Slope Stability 2026 Highlights Call for Operational Integration of Geotechnical Technologies in Peru

5th December 2025

In the lead-up to Slope Stability 2026, one of the world’s key forums for mining slope design and ground control, attention is turning to the gap between geotechnical planning and operational delivery.

During a preparatory webinar, Peruvian engineer Marco Arrieta urged the sector to shift focus from design to execution, particularly in how data, technology, and standards are applied in daily mine operations.

“The challenge isn’t technical capacity, it’s consistency,” he noted. “We need to integrate data, update models regularly, and ensure Ground Control Management Plans are applied uniformly across operations.”

Peru has made significant progress in geotechnical design, but Arrieta pointed to persistent fragmentation in how plans are implemented between shifts, teams, and contractors.

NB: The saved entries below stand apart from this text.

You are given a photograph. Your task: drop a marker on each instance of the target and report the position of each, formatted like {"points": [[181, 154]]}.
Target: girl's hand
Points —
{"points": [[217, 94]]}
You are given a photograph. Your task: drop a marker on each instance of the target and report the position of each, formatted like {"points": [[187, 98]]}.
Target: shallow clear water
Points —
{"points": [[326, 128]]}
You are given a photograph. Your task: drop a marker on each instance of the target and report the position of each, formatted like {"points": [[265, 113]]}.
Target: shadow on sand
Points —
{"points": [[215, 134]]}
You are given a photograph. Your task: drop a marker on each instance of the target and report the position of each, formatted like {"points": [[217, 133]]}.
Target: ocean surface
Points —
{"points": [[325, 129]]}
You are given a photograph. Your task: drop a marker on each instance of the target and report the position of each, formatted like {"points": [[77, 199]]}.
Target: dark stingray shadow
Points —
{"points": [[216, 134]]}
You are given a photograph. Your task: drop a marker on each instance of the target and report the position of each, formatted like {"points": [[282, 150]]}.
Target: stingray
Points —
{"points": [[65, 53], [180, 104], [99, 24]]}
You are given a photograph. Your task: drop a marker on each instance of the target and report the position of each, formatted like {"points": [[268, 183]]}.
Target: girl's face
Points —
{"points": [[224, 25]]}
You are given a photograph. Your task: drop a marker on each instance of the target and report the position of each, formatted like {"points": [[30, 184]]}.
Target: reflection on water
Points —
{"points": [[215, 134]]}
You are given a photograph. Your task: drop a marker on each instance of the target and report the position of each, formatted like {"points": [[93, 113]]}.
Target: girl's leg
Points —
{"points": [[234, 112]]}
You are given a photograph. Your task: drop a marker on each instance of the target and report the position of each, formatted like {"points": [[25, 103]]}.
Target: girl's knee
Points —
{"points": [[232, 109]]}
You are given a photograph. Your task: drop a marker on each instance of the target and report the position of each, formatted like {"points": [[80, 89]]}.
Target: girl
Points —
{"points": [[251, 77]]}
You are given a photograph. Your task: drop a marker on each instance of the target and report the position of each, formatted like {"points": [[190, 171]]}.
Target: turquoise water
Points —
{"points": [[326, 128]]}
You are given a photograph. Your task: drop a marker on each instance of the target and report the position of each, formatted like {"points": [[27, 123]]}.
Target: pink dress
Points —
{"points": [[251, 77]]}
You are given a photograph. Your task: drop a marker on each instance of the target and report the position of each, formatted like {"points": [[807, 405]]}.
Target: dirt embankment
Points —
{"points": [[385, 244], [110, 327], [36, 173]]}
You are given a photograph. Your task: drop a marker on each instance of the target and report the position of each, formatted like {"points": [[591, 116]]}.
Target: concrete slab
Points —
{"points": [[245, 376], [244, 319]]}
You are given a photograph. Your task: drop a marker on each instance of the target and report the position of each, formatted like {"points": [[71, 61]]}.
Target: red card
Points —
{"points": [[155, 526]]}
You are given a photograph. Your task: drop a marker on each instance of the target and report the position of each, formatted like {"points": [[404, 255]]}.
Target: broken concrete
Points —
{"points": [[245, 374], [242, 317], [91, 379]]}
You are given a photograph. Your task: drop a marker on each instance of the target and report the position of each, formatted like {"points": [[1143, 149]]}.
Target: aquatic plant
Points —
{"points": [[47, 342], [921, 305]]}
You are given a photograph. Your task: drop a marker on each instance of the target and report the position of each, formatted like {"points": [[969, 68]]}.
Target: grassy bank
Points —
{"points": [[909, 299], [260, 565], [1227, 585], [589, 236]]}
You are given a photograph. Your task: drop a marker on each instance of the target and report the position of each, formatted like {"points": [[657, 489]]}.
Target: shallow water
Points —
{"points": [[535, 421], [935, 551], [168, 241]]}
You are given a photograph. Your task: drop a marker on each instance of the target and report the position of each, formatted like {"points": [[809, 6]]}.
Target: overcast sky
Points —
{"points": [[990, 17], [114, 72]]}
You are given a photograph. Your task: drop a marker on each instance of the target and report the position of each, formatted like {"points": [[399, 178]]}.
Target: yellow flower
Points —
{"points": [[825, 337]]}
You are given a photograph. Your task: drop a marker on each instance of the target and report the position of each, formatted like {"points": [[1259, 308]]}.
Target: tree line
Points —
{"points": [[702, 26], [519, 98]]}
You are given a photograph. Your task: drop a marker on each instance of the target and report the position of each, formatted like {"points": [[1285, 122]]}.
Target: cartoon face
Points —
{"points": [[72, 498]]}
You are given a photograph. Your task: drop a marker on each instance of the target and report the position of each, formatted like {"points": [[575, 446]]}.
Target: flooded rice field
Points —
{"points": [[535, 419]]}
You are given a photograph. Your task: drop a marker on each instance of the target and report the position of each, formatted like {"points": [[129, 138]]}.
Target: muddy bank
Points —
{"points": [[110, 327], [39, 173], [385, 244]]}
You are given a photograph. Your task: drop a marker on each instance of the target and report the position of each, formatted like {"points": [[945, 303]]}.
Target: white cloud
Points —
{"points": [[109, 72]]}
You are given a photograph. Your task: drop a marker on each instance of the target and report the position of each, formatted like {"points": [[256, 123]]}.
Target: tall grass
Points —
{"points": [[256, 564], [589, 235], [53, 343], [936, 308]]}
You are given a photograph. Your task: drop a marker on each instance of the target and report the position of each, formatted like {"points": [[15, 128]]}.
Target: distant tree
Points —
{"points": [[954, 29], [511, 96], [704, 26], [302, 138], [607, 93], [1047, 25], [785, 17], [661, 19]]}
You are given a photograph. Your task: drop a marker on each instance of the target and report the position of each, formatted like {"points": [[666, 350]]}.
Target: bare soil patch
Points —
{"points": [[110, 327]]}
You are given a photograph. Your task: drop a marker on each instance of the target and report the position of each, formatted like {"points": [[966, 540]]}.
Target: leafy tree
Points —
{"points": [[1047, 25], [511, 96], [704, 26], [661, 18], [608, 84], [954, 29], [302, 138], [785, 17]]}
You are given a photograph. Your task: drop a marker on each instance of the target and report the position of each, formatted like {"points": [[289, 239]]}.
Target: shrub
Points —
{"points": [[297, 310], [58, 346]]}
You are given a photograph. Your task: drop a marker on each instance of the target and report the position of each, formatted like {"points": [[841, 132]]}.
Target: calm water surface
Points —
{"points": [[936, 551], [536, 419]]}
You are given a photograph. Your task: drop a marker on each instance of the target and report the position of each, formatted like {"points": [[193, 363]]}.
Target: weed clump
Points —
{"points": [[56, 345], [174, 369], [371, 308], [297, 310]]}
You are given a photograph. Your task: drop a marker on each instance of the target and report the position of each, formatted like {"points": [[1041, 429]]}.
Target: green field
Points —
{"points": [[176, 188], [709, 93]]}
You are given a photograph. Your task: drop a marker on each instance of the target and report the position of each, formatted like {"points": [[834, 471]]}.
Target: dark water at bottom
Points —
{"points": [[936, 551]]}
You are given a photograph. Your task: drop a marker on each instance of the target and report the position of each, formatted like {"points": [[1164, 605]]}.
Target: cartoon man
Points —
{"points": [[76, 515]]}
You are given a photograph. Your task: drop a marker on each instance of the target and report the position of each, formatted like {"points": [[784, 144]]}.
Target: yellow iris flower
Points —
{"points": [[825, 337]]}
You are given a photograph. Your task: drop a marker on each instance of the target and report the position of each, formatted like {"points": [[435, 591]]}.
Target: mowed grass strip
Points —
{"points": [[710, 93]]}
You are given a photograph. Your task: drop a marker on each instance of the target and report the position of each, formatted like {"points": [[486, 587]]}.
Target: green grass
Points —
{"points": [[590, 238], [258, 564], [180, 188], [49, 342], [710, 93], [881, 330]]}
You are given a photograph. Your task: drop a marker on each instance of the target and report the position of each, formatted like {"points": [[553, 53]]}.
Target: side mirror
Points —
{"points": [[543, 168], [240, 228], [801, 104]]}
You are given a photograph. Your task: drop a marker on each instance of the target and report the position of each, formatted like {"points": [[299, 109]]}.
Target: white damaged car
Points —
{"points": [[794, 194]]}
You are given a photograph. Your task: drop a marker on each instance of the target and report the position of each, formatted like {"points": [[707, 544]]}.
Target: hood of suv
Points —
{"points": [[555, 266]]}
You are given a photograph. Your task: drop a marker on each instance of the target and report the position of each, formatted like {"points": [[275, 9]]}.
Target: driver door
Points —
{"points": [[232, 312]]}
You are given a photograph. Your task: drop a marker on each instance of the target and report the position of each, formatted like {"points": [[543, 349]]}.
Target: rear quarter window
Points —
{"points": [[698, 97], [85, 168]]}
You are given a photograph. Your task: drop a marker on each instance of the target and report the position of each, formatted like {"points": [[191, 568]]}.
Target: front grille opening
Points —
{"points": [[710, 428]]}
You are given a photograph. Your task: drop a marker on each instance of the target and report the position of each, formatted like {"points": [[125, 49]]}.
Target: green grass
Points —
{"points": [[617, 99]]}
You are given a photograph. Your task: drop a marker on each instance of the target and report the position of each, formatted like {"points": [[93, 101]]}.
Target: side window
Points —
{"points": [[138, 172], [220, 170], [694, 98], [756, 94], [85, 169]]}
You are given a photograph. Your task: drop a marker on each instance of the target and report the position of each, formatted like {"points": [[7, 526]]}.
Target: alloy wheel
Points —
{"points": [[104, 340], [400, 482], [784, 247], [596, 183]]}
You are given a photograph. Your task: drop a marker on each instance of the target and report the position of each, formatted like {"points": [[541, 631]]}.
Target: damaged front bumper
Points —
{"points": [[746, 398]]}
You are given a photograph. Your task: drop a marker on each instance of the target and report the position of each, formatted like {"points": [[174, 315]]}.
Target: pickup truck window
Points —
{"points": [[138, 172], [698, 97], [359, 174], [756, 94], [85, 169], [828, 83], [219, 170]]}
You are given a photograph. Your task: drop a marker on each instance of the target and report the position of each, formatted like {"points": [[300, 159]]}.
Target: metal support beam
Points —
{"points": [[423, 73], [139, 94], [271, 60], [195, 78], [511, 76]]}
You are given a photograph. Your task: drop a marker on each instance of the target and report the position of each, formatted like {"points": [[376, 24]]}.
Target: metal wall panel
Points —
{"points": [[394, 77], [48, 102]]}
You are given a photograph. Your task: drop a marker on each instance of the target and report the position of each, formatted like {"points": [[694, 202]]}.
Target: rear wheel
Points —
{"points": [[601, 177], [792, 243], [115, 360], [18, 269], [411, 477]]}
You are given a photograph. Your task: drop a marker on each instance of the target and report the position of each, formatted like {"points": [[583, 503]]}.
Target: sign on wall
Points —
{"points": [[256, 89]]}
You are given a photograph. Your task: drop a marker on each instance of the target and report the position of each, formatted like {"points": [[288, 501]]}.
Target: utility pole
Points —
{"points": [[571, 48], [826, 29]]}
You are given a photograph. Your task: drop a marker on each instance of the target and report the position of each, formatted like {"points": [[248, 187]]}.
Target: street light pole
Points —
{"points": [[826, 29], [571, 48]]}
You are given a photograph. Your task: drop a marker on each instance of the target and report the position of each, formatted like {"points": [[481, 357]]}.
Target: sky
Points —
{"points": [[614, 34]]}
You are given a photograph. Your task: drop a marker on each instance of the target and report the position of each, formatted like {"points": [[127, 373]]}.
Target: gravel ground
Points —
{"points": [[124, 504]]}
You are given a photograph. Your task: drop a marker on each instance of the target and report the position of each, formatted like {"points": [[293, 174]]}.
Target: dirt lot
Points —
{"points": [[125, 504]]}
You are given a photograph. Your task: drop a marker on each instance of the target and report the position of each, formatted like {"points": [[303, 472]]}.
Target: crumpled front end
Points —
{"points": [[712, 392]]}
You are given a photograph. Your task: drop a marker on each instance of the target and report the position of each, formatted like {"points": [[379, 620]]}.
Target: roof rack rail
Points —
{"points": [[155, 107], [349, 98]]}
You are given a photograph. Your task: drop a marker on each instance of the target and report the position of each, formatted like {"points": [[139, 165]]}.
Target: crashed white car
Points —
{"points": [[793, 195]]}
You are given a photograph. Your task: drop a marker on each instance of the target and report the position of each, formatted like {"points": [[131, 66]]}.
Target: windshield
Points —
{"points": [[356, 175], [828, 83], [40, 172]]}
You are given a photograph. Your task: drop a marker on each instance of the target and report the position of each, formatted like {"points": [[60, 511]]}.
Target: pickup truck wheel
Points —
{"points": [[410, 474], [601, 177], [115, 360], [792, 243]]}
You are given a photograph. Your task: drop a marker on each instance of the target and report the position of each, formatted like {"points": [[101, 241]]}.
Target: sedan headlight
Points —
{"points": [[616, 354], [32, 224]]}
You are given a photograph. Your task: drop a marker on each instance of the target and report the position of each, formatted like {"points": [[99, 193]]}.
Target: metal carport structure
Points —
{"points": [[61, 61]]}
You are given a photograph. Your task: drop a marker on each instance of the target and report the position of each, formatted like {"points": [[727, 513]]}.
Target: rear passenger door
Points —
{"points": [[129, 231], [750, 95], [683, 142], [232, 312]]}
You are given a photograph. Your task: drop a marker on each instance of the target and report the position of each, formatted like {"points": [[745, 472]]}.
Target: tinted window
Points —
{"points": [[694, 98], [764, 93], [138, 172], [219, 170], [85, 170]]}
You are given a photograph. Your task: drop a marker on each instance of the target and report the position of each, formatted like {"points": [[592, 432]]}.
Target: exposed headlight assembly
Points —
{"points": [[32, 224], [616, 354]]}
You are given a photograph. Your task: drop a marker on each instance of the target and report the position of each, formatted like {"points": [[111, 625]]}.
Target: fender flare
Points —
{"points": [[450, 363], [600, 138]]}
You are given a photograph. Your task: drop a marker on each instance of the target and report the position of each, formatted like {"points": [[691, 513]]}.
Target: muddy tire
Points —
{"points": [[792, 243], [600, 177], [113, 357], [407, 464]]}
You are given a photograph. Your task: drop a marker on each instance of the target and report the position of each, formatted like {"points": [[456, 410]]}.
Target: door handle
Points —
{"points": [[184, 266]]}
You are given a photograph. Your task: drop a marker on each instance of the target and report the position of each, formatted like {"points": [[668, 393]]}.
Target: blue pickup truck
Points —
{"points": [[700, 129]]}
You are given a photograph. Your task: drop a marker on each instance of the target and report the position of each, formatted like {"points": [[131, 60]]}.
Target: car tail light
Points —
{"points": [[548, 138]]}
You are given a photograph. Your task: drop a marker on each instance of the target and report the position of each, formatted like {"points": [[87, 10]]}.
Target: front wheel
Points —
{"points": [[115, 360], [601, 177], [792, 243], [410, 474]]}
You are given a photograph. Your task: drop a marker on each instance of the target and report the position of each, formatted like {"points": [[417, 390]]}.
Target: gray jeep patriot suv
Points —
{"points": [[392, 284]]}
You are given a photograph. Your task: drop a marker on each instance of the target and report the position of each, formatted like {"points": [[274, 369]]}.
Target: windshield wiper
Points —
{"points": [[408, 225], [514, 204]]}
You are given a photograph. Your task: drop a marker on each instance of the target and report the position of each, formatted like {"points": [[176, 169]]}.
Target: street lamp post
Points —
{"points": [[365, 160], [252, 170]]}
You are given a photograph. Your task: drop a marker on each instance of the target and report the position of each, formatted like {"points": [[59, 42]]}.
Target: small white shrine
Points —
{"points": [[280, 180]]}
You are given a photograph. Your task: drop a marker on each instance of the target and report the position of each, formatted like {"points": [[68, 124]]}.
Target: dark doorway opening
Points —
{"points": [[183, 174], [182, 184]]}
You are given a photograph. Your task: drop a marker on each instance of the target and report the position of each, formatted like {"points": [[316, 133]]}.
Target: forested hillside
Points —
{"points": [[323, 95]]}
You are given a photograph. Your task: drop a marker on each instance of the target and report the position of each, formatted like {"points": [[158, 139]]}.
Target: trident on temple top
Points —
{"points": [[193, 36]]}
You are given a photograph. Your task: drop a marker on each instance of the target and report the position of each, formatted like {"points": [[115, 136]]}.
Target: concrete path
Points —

Without unified platforms and regular model updates, risk management suffers and with it, long-term sustainability.

He argued that tools like photogrammetry, point cloud updates, and operational dashboards are already within reach, but underused. Embedding these into a structured, review-driven approach would allow for earlier detection of instability and faster operational responses.

“There’s a cultural challenge too,” Arrieta added. “Ground control needs to become a shared operational value, not just a specialist’s task.”